Sept militants avaient contesté devant la plus haute juridiction administrative l'assignation à résidence dont ils ont fait l'objet durant la conférence climat. Si le Conseil d'État a validé avec quelques réserves ces assignations, il demande désormais aux sages de se prononcer sur le régime des assignations à résidence.

Les assignations prennent fin samedi
Six des sept personnes ayant saisi le Conseil d'État avaient vu leurs demandes de levée des assignations à résidence rejetées sans même une audience publique par les tribunaux administratifs, qui ne les avaient justement pas jugées assez urgentes. Pour le reste, la plus haute juridiction administrative a relevé que les sept militants concernés « avaient déjà participé à des actions revendicatives violentes et qu'ils avaient préparé des actions de contestation » et des « actions violentes » en marge de la conférence de Paris sur le climat (COP21).
Cela justifie selon elle l'assignation à résidence, dans un contexte de mobilisation exceptionnelle des forces de l'ordre face à la menace terroriste depuis les attentats du 13 novembre. Les sept personnes restent donc assignées à résidence dans leur commune (cinq à Rennes, deux au sud de Paris), avec obligation de demeurer à domicile tous les jours entre 20 heures et 6 heures et de se présenter trois fois par jour au commissariat de police. Ces assignations prennent toutefois fin samedi.

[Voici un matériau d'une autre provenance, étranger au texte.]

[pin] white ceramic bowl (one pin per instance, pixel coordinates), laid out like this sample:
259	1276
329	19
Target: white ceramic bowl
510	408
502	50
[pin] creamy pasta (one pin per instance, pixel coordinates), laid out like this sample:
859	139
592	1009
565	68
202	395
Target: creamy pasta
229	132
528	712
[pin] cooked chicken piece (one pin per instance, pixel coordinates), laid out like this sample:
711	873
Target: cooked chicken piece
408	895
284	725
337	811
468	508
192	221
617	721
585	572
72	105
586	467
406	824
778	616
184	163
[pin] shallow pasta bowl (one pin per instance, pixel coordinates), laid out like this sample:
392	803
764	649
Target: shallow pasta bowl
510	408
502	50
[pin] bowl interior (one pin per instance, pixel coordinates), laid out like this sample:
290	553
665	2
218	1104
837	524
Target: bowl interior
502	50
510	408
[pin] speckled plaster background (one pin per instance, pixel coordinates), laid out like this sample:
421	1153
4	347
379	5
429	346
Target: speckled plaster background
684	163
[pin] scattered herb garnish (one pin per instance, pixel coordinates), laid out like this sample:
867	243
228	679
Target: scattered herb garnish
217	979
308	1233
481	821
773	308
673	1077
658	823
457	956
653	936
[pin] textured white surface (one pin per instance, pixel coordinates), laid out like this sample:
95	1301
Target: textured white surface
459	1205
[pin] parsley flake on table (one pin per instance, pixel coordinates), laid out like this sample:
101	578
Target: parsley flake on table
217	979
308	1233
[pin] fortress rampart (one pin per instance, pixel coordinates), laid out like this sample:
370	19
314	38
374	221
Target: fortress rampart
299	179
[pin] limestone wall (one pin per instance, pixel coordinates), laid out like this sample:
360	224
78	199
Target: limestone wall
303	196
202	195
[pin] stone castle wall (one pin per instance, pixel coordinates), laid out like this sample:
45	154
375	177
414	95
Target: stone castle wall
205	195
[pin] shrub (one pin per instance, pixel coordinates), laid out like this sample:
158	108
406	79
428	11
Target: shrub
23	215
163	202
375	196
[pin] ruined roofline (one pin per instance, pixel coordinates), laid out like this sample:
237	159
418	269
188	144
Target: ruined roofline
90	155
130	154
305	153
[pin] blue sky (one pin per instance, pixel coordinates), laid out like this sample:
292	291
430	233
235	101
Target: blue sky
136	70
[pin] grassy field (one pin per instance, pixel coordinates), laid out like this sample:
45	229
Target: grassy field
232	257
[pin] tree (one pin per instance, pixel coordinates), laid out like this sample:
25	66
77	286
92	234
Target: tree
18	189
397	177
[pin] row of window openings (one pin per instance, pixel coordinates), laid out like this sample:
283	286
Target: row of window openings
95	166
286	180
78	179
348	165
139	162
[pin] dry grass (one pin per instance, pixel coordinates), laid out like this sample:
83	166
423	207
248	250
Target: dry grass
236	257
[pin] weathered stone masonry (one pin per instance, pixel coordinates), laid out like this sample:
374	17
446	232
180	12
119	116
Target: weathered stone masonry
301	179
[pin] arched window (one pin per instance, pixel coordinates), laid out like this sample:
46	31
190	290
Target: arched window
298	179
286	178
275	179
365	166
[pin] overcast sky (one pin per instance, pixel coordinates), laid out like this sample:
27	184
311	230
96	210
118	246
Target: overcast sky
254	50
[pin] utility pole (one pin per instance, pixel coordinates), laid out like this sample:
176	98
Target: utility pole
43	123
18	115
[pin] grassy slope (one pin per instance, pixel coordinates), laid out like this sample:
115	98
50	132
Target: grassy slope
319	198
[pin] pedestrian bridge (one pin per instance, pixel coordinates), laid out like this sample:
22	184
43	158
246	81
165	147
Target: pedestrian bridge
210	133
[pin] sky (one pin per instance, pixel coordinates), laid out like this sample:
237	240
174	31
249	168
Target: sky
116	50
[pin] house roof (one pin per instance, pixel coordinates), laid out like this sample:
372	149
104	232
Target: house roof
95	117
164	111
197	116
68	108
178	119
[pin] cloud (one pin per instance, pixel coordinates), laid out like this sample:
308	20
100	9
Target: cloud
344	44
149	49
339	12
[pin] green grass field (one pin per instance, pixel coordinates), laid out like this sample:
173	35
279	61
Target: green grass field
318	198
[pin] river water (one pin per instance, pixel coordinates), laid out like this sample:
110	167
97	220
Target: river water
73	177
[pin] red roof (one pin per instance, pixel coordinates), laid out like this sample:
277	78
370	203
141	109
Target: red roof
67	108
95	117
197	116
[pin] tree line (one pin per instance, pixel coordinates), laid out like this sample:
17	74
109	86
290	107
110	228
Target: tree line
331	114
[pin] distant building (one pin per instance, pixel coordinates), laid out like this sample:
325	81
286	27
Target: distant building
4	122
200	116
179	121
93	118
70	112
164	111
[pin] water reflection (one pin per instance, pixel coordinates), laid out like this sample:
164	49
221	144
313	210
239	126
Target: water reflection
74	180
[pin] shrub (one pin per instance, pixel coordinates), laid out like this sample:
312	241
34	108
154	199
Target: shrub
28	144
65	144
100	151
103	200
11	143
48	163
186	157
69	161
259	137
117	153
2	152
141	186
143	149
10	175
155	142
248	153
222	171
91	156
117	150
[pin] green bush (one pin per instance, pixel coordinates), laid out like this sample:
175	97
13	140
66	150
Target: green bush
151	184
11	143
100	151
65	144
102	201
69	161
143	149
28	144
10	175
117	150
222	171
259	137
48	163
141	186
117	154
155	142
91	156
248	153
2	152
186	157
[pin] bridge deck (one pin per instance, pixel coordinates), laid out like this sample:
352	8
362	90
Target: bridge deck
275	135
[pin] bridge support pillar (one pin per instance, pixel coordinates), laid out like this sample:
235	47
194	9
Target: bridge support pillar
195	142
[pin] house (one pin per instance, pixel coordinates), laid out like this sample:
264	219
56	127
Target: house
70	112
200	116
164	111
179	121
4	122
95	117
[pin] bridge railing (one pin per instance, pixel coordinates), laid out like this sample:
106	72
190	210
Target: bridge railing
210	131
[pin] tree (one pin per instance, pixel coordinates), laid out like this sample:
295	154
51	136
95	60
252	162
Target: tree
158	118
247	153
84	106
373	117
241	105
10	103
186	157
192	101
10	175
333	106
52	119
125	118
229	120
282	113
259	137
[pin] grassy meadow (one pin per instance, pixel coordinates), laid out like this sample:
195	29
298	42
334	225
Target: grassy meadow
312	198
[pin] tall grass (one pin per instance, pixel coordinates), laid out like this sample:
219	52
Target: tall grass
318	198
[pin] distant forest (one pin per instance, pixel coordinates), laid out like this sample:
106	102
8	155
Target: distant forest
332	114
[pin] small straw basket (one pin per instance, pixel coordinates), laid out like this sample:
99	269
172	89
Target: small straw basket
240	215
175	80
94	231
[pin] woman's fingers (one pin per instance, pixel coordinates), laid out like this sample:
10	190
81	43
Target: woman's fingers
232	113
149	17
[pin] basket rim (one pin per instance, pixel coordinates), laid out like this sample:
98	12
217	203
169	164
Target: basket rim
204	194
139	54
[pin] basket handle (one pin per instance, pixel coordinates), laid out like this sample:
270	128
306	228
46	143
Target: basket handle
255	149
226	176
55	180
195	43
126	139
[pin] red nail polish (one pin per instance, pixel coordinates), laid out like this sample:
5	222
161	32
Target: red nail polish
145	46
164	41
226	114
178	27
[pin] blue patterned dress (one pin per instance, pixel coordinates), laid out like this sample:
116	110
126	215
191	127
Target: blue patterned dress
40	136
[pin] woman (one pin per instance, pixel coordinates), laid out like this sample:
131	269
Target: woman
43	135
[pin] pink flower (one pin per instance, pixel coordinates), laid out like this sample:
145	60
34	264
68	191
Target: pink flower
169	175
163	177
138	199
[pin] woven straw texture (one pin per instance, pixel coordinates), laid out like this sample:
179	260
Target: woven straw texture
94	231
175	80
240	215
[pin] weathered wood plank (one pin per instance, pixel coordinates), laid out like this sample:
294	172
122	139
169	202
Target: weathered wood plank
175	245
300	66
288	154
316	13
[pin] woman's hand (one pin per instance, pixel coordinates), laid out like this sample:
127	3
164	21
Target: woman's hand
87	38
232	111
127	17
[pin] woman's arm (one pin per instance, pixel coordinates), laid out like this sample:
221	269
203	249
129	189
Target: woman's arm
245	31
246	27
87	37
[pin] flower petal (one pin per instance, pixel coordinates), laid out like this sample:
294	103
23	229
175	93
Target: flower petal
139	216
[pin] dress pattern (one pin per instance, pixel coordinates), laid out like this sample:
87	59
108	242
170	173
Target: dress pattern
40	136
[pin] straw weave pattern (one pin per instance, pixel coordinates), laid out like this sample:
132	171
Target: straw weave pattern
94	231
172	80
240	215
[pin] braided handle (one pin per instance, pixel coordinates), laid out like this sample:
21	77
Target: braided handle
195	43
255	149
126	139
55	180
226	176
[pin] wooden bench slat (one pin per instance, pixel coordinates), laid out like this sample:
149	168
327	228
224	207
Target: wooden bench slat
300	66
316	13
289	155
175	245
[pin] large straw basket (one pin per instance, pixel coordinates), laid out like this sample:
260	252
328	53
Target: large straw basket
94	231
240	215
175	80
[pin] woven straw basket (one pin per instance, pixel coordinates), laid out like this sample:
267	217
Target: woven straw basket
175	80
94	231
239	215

« On a certes des militants, potentiellement des activistes, mais ce ne sont pas des terroristes », et « ils n'ont en aucune façon présenté un quelconque danger », a protesté Patrice Spinosi, avocat de la Ligue des droits de l'homme (LDH) qui soutient la démarche des sept militants, en réaction à la décision. Il a ajouté qu'il était « malgré tout heureux » que l'affaire soit portée au niveau constitutionnel, et précisé que la LDH sollicitait de son côté l'avis du juge constitutionnel sur d'autres mesures de l'état d'urgence, notamment le durcissement du régime des perquisitions.